"As always, victory finds a hundred fathers, but defeat is an orphan."
Galeazzo Ciano (1903–1944), Italian politician.
Speech (September 9, 1942).
Warnings ignored, says retired Marine
By Rick Rogers
UNION-TRIBUNE STAFF WRITER
April 16, 2004
Retired Marine Gen. Anthony Zinni wondered aloud yesterday how Defense Secretary Donald Rumsfeld could be caught off guard by the chaos in Iraq that has killed nearly 100 Americans in recent weeks and led to his announcement that 20,000 U.S. troops would be staying there instead of returning home as planned.
"I'm surprised that he is surprised because there was a lot of us who were telling him that it was going to be thus," said Zinni, a Marine for 39 years and the former commander of the U.S. Central Command. "Anyone could know the problems they were going to see. How could they not?"
At a Pentagon news briefing yesterday, Rumsfeld said he could not have estimated how many troops would be killed in the past week.
Zinni made his comments during an interview with The San Diego Union-Tribune before giving a speech last night at the University of San Diego's Joan B. Kroc Institute for Peace & Justice as part of its distinguished lecturer series.
For years Zinni said he cautioned U.S. officials that an Iraq without Saddam Hussein would likely be more dangerous to U.S. interests than one with him because of the ethnic and religious clashes that would be unleashed.
"I think that some heads should roll over Iraq," Zinni said. "I think the president got some bad advice."
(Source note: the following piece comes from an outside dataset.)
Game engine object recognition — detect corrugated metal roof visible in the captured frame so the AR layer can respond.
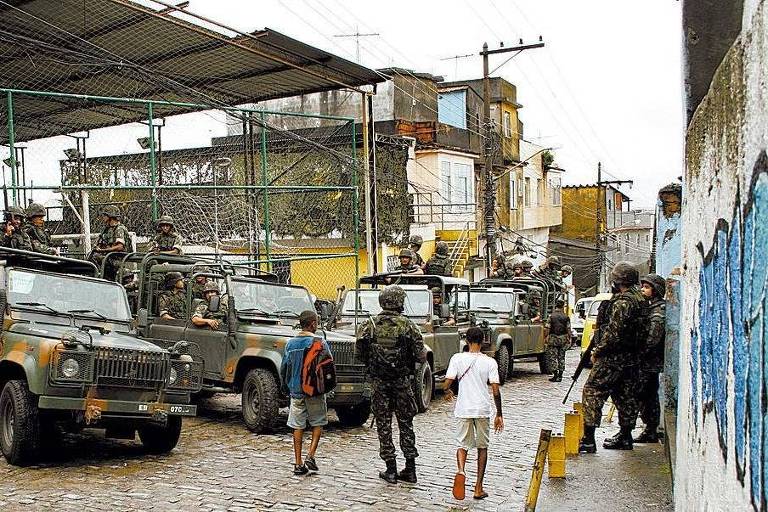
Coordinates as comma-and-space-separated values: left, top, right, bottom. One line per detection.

Known as the "Warrior Diplomat," Zinni is not a peace activist by nature or training, having led troops in Vietnam, commanded rescue operations in Somalia and directed strikes against Iraq and al Qaeda.
He once commanded the 1st Marine Expeditionary Force at Camp Pendleton.
Out of uniform, Zinni was a troubleshooter for the U.S. government in Africa, Asia and Europe and served as special envoy to the Middle East under the Bush administration for a time before his reservations over the Iraq war and its aftermath caused him to resign and oppose it.
Not even Zinni's resumé could shield him from the accusations that followed.
"I've been called a traitor and a turncoat for mentioning these things," said Zinni, 60. The problems in Iraq are being caused, he said, by poor planning and shortsightedness, such as disbanding the Iraqi army and being unable to provide security.
Zinni said the United States must now rely on the U.N. to pull its "chestnuts out of the fire in Iraq."
"We're betting on the U.N., who we blew off and ridiculed during the run-up to the war," Zinni said. "Now we're back with hat in hand. It would be funny if not for the lives lost."
Several things have to happen to get Iraq back on course, whether the U.N. decides to step in or not, Zinni said.
Improving security for American forces and the Iraqi people is at the top of the list followed closely by helping the working class with economic projects.
But it's not the lack of a comprehensive American plan for Iraq nor the surging violence that has cost allied troops their lives – including about 30 Camp Pendleton Marines – that most concerns Zinni.
"In the end, the Iraqis themselves have to want to rebuild their country more than we do," Zinni said. "But I don't see that right now. I see us doing everything.
"I spent two years in Vietnam, and I've seen this movie before," he said. "They have to be willing to do more or else it is never going to work."
Last night at the Kroc institute during his speech "From the Battlefield to the Negotiating Table: Preventing Deadly Conflict," Zinni detailed the approach he believes the United States should take in the Middle East.
He told an overflow crowd that the United States tries to grapple with individual issues in Middle East instead of seeing them as elements of a broader question.
"We need to step back and get a grand strategy," he said.